Le projet de loi 78 est contraignant et plus large qu'il ne faut, selon Stéphane Beaulac, professeur titulaire à la Faculté de droit de l'Université de Montréal et spécialiste en interprétation législative. «C'est plus qu'il n'en faut pour atteindre l'objectif visé, soit rétablir l'accès aux établissements d'enseignement. On dirait presque que le gouvernement en a passé une petite vite. On ratisse large pour limiter de façon importante le droit de manifester», a-t-il dit hier soir après une première lecture du texte.

Il cite par exemple le fait que les étudiants devront fournir par écrit, huit heures à l'avance, «la date, l'heure, la durée et le lieu» d'une manifestation, et que celle-ci ne puisse s'approcher à moins de 50 m d'un établissement d'enseignement. Le trajet peut être modifié à la demande des policiers.

«Ce n'est pas à 50 m de la porte, c'est à 50 m du périmètre de l'établissement. On est rendu pas mal loin», renchérit Louis-Philippe Lampron, professeur de droit à l'Université Laval.

Il estime que le projet de loi met fin à 50 ans de consensus social.
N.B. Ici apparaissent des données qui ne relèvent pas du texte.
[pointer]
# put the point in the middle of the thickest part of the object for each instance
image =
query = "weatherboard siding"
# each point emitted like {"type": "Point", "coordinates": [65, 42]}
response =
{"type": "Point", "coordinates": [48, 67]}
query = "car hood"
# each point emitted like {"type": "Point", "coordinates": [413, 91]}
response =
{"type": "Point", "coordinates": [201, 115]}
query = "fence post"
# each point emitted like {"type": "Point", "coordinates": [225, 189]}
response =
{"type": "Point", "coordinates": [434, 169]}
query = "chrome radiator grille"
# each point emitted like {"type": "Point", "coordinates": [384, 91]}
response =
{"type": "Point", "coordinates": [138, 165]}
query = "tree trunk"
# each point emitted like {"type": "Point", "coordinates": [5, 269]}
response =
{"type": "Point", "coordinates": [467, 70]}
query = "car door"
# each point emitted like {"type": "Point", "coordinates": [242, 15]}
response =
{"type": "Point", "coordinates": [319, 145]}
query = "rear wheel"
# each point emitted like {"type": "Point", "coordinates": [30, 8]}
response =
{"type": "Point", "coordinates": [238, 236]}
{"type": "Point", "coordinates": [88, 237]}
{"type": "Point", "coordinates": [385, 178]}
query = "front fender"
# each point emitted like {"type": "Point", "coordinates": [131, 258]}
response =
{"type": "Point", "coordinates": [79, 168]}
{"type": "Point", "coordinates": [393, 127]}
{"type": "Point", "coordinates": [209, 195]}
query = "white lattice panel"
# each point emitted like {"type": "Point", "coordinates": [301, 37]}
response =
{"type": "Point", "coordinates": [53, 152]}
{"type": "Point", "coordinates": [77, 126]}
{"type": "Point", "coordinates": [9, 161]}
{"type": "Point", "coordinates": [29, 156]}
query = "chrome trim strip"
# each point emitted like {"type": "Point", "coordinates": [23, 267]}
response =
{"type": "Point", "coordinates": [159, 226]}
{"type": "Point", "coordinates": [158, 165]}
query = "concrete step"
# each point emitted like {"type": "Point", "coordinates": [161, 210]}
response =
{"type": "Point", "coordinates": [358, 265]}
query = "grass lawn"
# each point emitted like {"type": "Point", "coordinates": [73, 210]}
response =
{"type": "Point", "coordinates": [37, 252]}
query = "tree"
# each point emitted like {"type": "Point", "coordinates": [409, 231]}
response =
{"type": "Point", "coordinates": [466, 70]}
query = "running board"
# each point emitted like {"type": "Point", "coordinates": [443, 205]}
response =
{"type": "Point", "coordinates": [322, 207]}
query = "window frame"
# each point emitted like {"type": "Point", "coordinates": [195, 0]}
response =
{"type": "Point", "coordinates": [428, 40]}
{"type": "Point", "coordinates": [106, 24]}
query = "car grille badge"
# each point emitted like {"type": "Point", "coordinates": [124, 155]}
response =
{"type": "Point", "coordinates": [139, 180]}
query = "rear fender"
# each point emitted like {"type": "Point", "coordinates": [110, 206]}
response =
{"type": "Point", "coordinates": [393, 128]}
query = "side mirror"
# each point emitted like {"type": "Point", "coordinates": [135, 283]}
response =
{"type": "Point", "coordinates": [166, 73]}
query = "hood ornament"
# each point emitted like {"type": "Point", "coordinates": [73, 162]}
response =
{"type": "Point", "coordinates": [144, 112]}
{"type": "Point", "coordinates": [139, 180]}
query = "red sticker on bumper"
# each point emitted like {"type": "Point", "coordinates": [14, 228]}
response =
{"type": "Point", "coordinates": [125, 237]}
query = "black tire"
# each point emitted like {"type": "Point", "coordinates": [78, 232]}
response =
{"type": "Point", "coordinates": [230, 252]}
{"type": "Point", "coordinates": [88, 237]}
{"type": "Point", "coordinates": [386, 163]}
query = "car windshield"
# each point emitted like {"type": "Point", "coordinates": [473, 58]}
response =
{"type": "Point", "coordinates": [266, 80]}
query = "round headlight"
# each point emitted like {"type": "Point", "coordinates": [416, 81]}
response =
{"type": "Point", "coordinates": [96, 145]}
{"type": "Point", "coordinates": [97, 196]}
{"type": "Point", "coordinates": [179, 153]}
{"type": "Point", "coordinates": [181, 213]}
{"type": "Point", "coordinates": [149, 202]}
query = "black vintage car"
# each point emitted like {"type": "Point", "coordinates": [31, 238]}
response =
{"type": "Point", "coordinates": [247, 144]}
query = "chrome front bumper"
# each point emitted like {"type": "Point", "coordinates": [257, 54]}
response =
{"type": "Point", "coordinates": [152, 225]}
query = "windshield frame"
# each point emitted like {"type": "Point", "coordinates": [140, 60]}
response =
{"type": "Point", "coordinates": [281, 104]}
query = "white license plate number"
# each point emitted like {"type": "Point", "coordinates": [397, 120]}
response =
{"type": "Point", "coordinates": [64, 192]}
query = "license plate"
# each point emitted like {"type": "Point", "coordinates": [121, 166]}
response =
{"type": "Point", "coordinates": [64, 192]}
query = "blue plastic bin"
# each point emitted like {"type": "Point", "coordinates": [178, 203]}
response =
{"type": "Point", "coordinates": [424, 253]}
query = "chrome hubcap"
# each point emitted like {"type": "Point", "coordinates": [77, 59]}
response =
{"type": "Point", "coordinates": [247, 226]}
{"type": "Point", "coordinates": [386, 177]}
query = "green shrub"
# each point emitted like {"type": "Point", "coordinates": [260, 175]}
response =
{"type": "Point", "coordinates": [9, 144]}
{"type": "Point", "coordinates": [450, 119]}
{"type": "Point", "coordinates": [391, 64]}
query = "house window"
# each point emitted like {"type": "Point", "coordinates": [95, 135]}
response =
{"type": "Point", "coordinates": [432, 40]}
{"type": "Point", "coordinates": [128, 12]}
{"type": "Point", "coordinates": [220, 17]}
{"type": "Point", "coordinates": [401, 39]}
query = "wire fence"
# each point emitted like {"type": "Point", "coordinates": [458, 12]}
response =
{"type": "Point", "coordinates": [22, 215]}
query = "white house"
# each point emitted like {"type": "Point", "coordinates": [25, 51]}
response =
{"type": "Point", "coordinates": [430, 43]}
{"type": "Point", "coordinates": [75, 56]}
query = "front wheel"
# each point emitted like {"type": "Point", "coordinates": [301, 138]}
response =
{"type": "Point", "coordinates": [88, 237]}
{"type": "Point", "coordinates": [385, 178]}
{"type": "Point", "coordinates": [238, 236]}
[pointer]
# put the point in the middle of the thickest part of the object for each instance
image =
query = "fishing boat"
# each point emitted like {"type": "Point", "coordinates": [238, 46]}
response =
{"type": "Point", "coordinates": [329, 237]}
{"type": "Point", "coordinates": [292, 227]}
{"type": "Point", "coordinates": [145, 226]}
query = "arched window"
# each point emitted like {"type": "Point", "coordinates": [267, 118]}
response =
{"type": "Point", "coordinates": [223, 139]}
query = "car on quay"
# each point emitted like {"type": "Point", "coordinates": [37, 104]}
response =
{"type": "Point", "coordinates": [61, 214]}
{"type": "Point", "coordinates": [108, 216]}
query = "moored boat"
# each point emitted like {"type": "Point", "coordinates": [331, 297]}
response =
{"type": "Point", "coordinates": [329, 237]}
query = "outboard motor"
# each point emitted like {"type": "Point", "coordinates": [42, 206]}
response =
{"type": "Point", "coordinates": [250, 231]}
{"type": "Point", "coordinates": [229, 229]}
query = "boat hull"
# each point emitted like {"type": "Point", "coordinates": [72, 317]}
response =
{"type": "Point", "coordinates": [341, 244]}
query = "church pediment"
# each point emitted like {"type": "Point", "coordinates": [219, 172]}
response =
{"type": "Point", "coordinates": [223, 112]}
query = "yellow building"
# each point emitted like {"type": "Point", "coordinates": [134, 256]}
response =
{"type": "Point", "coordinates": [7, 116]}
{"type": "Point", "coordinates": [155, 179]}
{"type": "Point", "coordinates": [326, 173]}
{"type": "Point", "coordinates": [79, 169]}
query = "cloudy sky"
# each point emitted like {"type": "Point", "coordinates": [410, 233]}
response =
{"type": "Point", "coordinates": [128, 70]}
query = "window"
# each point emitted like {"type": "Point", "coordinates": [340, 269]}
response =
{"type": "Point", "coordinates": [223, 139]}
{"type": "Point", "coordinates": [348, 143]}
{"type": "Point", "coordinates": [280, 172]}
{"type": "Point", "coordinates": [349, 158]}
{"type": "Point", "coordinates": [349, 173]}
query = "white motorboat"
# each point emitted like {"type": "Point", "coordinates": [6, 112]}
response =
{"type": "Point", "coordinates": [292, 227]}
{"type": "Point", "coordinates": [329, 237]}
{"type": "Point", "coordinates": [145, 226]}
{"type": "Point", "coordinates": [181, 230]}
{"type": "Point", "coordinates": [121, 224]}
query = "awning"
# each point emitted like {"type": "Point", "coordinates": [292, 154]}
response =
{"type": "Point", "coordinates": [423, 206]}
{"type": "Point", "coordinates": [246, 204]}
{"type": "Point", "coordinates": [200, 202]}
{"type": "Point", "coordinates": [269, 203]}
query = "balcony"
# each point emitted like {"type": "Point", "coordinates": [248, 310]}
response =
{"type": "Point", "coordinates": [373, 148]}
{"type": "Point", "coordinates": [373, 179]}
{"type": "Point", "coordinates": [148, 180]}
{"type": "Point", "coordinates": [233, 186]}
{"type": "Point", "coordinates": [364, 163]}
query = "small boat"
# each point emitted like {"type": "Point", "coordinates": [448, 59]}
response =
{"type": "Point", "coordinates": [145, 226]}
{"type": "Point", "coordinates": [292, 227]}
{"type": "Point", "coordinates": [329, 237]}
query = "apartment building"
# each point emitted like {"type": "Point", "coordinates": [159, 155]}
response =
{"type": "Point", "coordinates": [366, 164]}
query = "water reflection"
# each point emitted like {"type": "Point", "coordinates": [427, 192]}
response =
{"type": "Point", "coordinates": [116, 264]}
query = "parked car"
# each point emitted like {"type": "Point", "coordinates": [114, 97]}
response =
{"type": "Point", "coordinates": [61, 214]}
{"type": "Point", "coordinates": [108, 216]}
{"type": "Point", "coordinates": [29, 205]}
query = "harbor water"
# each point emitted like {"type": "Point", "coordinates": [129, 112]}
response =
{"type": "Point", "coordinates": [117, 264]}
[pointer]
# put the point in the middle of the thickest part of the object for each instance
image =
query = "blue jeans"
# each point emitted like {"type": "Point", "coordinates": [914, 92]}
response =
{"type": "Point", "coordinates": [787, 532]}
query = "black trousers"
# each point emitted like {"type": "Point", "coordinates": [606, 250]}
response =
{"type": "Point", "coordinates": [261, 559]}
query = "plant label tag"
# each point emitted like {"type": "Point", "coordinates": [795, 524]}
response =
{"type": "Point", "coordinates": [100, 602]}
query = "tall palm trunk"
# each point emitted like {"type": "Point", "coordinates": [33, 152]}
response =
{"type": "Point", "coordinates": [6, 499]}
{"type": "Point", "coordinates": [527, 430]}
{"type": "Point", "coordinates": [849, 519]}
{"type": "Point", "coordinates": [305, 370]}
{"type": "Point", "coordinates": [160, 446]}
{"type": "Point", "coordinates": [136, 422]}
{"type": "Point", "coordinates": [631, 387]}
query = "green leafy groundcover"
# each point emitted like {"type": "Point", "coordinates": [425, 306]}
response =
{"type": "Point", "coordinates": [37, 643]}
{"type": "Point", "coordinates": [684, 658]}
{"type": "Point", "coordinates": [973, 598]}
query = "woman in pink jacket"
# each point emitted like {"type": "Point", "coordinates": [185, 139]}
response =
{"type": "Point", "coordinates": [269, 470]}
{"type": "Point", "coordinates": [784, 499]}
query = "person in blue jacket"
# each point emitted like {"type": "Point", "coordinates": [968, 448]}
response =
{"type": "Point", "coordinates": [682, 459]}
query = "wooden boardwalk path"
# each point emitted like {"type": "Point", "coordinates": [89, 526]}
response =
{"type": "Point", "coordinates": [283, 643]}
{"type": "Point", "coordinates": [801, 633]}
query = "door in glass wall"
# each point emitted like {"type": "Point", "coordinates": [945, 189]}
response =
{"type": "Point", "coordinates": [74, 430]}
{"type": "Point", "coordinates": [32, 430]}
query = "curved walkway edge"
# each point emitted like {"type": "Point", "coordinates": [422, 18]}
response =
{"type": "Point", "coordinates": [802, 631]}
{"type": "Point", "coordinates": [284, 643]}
Il n'existait pas à proprement parler de droit de grève pour les associations étudiantes, mais on leur en a toujours reconnu les prérogatives, soutient-il. «Maintenant, cela disparaît. Les associations étudiantes deviennent un club social. Tout ce qu'elles peuvent faire, c'est boycotter leur cours. La loi fait bien plus que régler le conflit actuel.»

Le projet de loi met aussi en cause les salariés des établissements : «Ils doivent travailler même si un seul étudiant assiste à son cours à cause d'un boycottage», souligne le professeur Lampron.

On impose plusieurs responsabilités aux manifestants, et on ajoute même la notion de crime par omission. En effet, l'article 29 indique que quiconque, par un «acte», «omission», «consentement» ou «conseil», amène une autre personne à violer les dispositions de la loi commet lui-même une infraction et est passible d'une forte amende.

Les associations étudiantes ont annoncé qu'elles contesteraient le projet de loi 78. Pourrait-il être jugé anticonstitutionnel? «Ce serait possible de construire un argument pour le contester en vertu du test de la charte, répond Me Beaulac. Mais il n'y a pas de lumière rouge qui s'allume à cet égard.»